Number Five: Enji – Resonance

From Mongolia vocalist Enji's delicate new release, Sonor, expands on her jazz-influenced sound to offer some of her broadest music yet. Moving away from her background in traditional Mongolian "long song" singing, the record's 11 tracks travel from the soft jazz-pop melodies of downtempo number Ulbar to the German spoken-word lyrics and twanging guitar lines of Unadag Dugui. The album also includes a lively, funk-tinged cover of the 80s Mongolian pop hit Eejiinhee Hairaar. Utilizing a ensemble rather than her usual setup of guitar and bass, Sonor's sound is still personal, drawing the listener into the tender soundscape of her unique voice.

4. Derya Yıldırım & Grup Şimşek – If There Is No Tomorrow

Inspired by the 60s heritage of Turkish psychedelia established by groups such as Moğollar, Turkish-born, Germany-based singer Derya Yıldırım's latest work with her band Grup Şimşek fuses the distinctive buzz of the electrified saz with woozy Mellotron and soulful tunes. It's a 1970s throwback sound anchored in Yıldırım's strong falsetto and influenced by producer Leon Michels' analogue tape sound. Yet, on Turkish standards such as the folk tune Hop Bico and 1960s song Ceylan, the group reaches dynamic new territory. They create sinuous, slow-burning grooves and lifting vocals that lend a fresh, unconventional spin to the Turkish psych sound.

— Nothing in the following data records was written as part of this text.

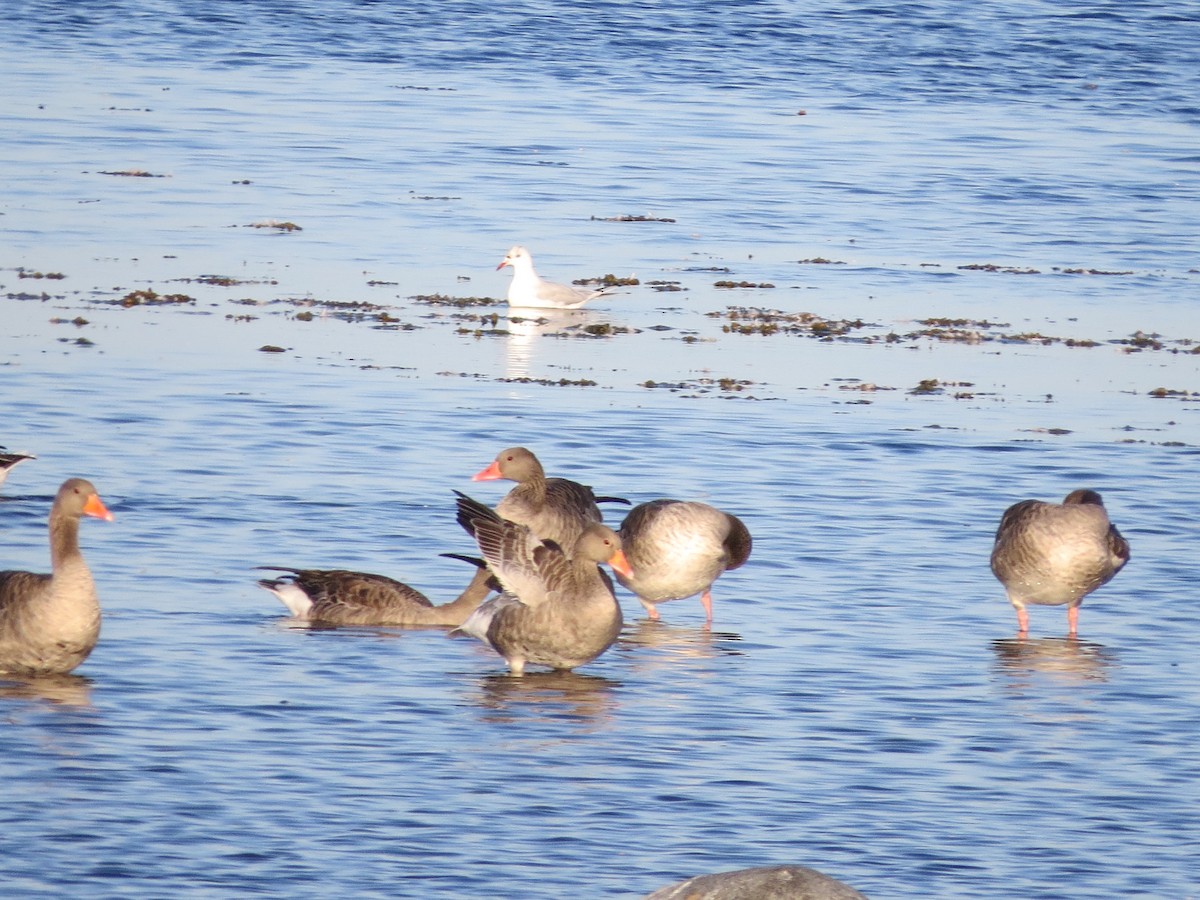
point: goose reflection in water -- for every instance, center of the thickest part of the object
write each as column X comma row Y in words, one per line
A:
column 67, row 690
column 547, row 695
column 675, row 642
column 1062, row 658
column 527, row 327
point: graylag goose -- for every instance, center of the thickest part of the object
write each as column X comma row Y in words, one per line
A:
column 679, row 549
column 1055, row 553
column 335, row 597
column 49, row 623
column 9, row 460
column 529, row 289
column 556, row 610
column 555, row 509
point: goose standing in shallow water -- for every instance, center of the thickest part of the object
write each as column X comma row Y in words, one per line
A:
column 529, row 289
column 9, row 460
column 679, row 549
column 555, row 509
column 556, row 610
column 335, row 597
column 1055, row 553
column 49, row 623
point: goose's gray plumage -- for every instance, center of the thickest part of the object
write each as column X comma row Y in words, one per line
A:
column 678, row 549
column 9, row 460
column 1055, row 553
column 49, row 623
column 336, row 597
column 555, row 509
column 557, row 610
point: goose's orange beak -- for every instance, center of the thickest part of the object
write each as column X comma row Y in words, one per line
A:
column 490, row 474
column 618, row 562
column 95, row 507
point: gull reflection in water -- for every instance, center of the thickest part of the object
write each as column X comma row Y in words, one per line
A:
column 672, row 643
column 527, row 327
column 67, row 690
column 1062, row 658
column 591, row 700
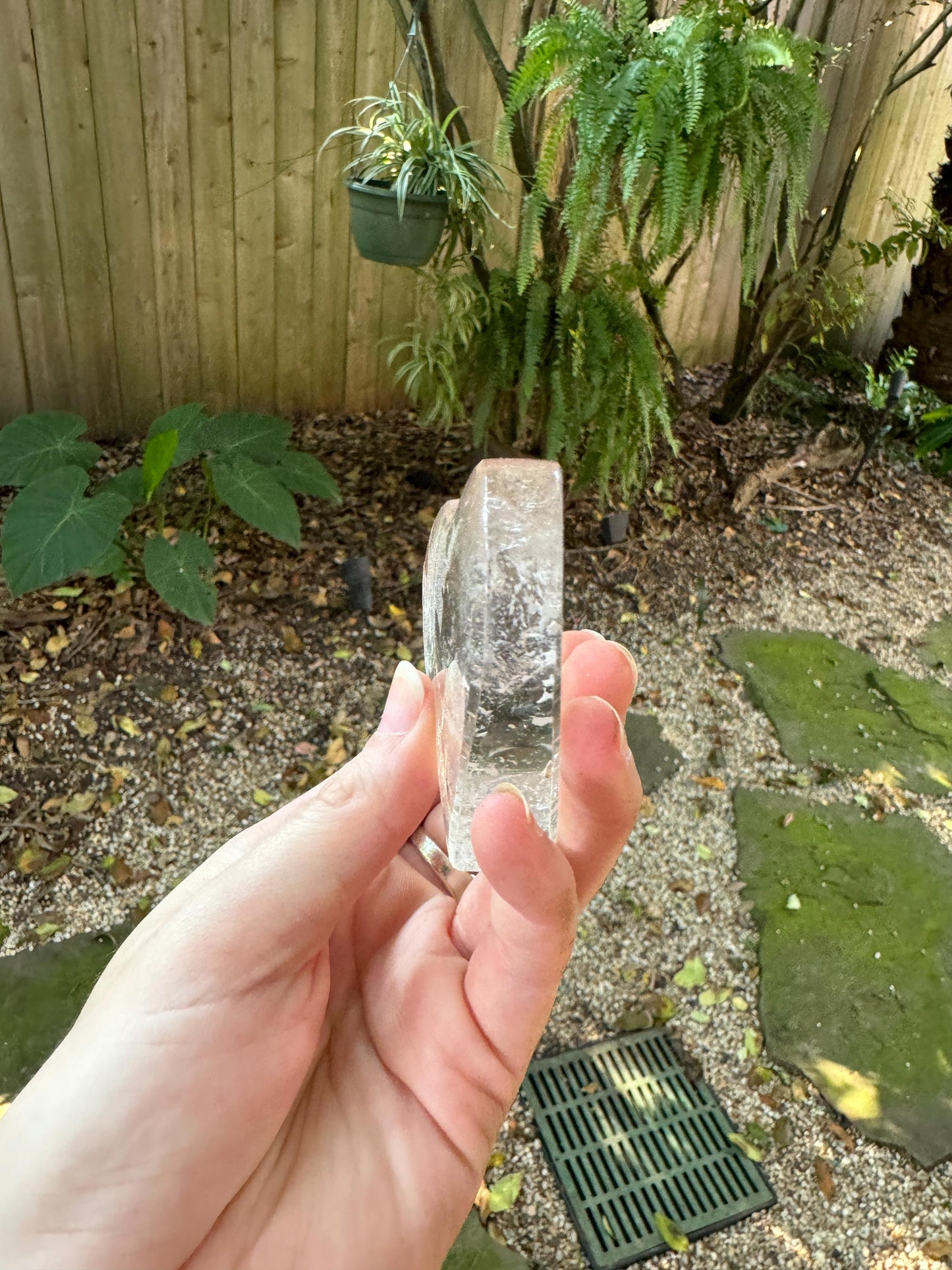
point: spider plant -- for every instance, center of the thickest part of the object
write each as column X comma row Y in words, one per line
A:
column 398, row 142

Number Three: Lido Pimienta – The Beauty

Catholic requiem mass music, Czech harpsichord folksong and orchestral strings converge on Colombian singer Lido Pimienta's remarkable latest work. Arranging music for the sixty-member Medellín Philharmonic Orchestra, Pimienta and producer Owen Pallett traverse a vast range including the Gregorian chants of opener Overturn (Obertura de la Luz Eterna) to the dramatic interweaving lines of Aún Te Quiero and the rhythmic reggaeton-inspired beats of the woodwind-heavy El Dembow del Tiempo. It is Pim

Alyssa Nelson
Alyssa Nelson

Master woodworker and designer with over 15 years of experience creating bespoke furniture and art pieces for homes and businesses.